Swami Sivananda is one of greatest sages of modern India. After a successful career as a doctor, he renounced the world, practiced intense meditation and attained self-realization. As a prodigious author, he published more than 200 books and pamphlets, thus spreading all aspects of Yoga and philosophy in simple yet profound words. In his ashram, the Divine Life Society in Rishikesh, Himalayas he trained many outstanding disciples. In 1957 he sent one such disciple, Swami Vishnudevananda, to teach Yoga in the West.
Swami Vishnudevananda lived with his master Swami Sivananda for 12 years. In 1957 he traveled to America, and in the early 70´s came to Europe, founding international Sivananda Yoga Vedanta Centres in many cities. He was a dynamic Hatha and Raja Yoga master bringing the classical teachings of Yoga and Vedanta (Yoga philosophy) in its purest form to the West. He was also a tireless campaigner for world peace bringing the message of peace to many troubled spots all over the world. Thousands of students have been personally trained by Swami Vishnudevananda as yoga teachers and much more have been inspired by his books “The Complete Illustrated Book of Yoga”, “Meditation and Mantras” and “Sivananda Companion to Yoga”.
The physical yogic exercises are called āsanas, a term which means steady pose. This is because the yoga āsana (or posture) is meant to be held for some time. As Yoga regards the body as a vehicle for the soul on its journey towards total alignment, āsanas are designed to develop not only the body but to also broaden the mental and spiritual capacities.

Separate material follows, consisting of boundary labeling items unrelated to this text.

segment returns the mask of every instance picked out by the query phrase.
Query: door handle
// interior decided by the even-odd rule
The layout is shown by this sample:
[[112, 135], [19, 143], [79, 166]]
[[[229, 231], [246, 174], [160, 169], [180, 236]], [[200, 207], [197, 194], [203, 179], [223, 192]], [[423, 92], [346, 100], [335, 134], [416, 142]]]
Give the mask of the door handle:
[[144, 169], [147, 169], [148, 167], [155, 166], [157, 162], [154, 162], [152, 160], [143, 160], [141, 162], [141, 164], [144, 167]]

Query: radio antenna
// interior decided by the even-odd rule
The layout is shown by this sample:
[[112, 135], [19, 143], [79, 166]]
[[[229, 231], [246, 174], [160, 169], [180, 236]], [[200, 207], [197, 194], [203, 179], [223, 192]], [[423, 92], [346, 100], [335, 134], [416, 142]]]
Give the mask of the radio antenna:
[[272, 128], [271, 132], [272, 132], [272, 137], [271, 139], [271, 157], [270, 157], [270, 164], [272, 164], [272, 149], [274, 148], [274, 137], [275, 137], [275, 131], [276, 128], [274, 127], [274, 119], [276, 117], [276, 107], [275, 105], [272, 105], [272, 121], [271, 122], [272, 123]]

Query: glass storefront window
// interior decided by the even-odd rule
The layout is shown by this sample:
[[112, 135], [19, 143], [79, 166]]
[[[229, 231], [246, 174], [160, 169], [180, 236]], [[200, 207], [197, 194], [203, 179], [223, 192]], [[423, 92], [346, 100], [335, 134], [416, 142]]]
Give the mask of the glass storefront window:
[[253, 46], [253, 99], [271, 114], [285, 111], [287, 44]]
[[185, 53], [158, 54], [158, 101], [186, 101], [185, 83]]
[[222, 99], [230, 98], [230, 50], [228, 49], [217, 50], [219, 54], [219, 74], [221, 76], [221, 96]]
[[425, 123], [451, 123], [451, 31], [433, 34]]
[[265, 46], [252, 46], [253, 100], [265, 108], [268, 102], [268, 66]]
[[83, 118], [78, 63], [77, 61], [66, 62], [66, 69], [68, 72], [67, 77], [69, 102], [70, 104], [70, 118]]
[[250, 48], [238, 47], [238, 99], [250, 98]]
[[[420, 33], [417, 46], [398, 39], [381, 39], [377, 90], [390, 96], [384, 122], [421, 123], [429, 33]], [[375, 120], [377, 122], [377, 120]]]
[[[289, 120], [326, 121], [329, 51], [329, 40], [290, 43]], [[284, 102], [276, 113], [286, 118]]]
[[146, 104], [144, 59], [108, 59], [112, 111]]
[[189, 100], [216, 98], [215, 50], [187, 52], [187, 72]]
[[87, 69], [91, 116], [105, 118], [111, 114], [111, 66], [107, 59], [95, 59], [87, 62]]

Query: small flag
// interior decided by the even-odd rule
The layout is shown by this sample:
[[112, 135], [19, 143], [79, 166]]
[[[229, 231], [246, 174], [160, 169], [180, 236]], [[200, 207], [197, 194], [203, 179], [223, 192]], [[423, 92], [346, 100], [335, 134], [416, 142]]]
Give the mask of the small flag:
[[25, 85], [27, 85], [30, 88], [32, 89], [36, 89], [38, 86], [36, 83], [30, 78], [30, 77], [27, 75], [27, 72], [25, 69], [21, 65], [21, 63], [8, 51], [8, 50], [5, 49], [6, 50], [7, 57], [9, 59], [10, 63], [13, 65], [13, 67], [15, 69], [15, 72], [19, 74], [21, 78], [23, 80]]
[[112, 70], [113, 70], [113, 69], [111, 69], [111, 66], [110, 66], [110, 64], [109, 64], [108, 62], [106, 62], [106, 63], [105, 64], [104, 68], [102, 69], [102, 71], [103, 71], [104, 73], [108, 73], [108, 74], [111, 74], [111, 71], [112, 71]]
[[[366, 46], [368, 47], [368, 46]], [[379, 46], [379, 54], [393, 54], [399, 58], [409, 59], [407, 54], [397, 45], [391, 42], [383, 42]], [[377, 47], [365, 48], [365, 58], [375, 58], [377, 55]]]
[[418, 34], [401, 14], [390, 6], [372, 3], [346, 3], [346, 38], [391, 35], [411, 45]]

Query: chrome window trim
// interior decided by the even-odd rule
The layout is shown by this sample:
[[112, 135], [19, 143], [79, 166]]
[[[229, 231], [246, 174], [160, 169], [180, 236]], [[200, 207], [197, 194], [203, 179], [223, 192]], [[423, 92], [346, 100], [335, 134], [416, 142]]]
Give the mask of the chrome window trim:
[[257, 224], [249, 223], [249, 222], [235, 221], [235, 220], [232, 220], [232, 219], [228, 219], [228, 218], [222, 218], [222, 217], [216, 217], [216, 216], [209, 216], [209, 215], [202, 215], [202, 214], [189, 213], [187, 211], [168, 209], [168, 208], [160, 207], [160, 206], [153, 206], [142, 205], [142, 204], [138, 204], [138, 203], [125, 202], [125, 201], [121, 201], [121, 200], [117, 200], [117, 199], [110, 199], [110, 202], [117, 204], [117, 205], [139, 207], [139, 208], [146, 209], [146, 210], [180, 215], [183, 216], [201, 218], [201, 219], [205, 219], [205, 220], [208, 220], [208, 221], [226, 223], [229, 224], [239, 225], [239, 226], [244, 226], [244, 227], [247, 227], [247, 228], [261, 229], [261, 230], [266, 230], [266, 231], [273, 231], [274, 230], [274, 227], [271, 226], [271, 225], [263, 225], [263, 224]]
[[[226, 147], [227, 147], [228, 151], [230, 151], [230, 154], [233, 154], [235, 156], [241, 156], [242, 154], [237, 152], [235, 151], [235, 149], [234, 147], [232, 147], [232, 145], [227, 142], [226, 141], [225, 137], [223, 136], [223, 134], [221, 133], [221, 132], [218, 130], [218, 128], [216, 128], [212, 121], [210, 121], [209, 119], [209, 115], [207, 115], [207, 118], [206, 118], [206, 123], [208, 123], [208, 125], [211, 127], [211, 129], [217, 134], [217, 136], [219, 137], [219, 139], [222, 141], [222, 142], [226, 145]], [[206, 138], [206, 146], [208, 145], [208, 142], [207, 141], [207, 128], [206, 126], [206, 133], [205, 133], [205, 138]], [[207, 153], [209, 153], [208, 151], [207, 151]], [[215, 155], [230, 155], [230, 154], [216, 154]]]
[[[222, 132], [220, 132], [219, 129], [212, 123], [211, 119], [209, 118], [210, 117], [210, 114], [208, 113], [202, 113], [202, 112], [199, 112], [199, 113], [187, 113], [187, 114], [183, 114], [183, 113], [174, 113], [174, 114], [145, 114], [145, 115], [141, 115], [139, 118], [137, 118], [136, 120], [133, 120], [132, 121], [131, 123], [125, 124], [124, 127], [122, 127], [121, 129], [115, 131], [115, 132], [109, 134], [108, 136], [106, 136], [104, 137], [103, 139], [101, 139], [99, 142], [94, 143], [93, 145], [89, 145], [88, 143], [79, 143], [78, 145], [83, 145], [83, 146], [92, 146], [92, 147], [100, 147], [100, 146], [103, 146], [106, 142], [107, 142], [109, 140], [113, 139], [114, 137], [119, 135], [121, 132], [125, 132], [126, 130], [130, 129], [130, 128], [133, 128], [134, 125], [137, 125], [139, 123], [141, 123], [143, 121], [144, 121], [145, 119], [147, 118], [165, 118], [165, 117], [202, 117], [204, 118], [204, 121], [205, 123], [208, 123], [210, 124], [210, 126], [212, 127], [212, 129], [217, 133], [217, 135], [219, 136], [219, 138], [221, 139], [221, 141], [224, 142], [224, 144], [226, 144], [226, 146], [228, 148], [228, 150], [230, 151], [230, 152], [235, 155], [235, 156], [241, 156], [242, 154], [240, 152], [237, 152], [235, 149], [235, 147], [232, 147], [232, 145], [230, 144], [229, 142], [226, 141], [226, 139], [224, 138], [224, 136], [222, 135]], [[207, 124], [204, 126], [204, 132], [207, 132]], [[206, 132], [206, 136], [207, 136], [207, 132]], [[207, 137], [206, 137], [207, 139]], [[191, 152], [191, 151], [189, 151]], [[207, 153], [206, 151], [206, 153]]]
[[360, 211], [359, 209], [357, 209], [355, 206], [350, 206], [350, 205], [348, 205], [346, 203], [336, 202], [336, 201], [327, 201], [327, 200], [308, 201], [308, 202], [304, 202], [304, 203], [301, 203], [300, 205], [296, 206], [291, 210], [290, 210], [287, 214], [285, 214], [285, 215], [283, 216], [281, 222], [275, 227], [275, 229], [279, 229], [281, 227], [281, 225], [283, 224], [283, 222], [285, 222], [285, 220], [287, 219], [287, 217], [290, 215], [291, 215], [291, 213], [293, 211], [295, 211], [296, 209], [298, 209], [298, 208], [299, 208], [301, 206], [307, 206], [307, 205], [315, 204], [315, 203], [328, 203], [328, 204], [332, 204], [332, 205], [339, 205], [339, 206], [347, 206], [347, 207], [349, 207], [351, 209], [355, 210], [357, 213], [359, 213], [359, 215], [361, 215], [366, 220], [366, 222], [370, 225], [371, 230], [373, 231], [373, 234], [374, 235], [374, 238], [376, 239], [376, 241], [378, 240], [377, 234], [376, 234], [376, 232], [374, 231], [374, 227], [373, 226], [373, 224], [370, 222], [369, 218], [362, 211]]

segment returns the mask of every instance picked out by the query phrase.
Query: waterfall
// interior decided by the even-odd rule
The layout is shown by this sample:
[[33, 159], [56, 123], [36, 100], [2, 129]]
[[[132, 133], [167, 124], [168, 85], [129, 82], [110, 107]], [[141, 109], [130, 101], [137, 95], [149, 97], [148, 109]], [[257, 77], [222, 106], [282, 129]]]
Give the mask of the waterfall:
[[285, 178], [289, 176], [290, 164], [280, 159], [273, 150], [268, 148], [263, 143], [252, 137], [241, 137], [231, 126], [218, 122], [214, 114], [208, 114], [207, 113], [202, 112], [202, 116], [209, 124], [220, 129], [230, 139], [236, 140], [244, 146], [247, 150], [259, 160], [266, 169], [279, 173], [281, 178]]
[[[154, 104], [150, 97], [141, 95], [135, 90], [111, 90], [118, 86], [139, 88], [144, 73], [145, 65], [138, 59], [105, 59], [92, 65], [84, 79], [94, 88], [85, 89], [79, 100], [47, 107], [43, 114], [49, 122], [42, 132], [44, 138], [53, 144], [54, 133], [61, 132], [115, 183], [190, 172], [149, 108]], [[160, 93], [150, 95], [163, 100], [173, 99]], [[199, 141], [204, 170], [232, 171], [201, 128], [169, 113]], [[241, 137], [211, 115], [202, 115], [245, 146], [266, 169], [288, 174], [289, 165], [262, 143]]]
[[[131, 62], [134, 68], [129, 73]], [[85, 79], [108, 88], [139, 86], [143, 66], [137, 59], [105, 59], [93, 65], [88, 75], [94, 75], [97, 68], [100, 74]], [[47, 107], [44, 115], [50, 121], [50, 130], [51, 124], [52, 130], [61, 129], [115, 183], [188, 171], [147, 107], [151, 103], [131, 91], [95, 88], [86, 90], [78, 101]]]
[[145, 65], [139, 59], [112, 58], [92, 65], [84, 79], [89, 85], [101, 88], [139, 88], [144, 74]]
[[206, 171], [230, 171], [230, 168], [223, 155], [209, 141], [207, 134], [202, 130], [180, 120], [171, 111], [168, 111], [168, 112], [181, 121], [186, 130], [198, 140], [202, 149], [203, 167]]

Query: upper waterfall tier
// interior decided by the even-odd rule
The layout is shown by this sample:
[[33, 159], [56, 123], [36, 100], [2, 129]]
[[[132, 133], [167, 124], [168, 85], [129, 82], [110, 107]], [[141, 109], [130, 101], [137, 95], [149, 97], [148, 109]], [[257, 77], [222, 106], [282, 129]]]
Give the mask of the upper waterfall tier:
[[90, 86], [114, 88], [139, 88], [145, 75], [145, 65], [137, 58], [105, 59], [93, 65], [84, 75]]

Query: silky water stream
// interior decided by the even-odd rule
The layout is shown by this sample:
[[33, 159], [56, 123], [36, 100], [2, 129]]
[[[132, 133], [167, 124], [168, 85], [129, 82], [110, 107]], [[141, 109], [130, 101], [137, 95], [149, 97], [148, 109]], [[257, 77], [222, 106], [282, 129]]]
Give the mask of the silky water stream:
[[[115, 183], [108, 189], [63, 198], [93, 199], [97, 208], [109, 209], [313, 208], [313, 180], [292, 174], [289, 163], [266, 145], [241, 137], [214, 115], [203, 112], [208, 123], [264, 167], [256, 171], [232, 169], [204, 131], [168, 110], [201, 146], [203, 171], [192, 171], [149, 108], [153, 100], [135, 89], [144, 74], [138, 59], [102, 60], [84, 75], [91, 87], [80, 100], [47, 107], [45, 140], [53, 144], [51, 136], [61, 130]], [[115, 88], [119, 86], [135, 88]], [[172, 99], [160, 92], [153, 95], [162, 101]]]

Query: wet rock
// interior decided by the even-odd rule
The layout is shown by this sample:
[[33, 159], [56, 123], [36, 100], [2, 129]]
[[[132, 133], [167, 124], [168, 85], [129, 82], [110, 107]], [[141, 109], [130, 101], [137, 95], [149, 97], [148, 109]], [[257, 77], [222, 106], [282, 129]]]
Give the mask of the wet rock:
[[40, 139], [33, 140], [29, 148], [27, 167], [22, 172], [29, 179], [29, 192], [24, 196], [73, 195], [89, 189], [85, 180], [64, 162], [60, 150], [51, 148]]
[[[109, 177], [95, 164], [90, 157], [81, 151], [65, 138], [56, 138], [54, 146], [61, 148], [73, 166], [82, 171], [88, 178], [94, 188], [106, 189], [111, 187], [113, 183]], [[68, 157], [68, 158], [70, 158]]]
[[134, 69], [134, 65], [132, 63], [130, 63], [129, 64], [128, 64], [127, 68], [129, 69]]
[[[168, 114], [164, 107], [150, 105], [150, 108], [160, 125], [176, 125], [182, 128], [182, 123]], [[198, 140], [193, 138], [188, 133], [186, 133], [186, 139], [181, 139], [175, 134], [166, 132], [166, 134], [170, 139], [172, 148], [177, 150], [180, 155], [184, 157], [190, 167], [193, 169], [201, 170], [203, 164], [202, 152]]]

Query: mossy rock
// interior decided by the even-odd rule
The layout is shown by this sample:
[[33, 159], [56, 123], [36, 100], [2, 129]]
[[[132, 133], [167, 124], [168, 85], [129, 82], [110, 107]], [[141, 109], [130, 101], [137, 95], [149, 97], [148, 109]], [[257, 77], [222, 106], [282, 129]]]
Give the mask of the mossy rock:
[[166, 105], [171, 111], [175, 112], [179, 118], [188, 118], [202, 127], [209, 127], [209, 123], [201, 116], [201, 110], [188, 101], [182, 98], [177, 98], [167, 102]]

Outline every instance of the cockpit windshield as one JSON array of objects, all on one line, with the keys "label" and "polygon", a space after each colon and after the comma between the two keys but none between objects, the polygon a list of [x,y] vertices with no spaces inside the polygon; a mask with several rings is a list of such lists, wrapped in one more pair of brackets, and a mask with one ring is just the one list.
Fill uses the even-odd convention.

Swami Vishnudevananda, the founder of Sivananda Yoga, recommended daily practice of the 12 Basic Āsanas for optimal health. Traditionally our practice begins with Sūrya Namaskār, the sun salutation, and leg raises before the āsana practice, and includes proper relaxation, or Śavāsana, throughout and at to complete the class so that we assimilate the benefits we receive during our practice.